The show space — the house’s usual tent in the Tuileries Garden — had been transformed into an immersive video installation titled “Not Her,” by the artist Elena Bellantoni. Throughout the runway show, guests were presented with pop art-like images inspired by sexist vintage advertisements, alongside copy seemingly written from a feminist point of view — phrases like “No-body is yours / No-body is perfect / Every-body is performative,” and “Your body is poetic / Your body is political,” and “Woman is an active subject of the historical process and cannot be confined to being the object of desire of patriarchy.”

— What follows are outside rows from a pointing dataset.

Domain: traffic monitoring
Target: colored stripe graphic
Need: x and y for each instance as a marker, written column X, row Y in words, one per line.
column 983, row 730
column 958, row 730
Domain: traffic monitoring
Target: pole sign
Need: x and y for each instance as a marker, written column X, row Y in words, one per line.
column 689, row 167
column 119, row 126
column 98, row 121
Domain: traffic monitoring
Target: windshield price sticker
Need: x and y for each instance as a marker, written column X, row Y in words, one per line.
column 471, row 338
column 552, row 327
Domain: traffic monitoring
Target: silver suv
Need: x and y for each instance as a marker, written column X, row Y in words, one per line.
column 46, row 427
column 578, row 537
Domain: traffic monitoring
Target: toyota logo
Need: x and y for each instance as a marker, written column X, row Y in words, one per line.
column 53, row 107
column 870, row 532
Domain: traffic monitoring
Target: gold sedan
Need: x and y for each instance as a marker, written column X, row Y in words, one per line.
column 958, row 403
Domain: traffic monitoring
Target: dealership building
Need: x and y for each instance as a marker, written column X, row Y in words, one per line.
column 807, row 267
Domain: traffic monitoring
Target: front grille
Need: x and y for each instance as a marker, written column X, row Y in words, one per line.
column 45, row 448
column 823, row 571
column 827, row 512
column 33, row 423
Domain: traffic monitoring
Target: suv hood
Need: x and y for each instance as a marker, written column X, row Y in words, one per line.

It would be neat if all of Dior’s very performative feminism included size diversity on the runways, but hardly any designers seem to care about that anymore, casting it aside like just another trend instead of an actual example of how poetic all bodies really are. That Fashionista piece also notes that much of Chiuri’s inspiration for the season was “rebellious, independent women, including witches, which can be seen in many medieval-style silhouettes and apron dresses,” which apparently means literal aprons, and also, per the show notes, a pattern that includes “phases of the moon, suns announcing the seasons, medicinal herbs and fantastical animals.” That fabric is the best bit. The rest is a hodgepodge — pretty skirts, but nothing to fight over.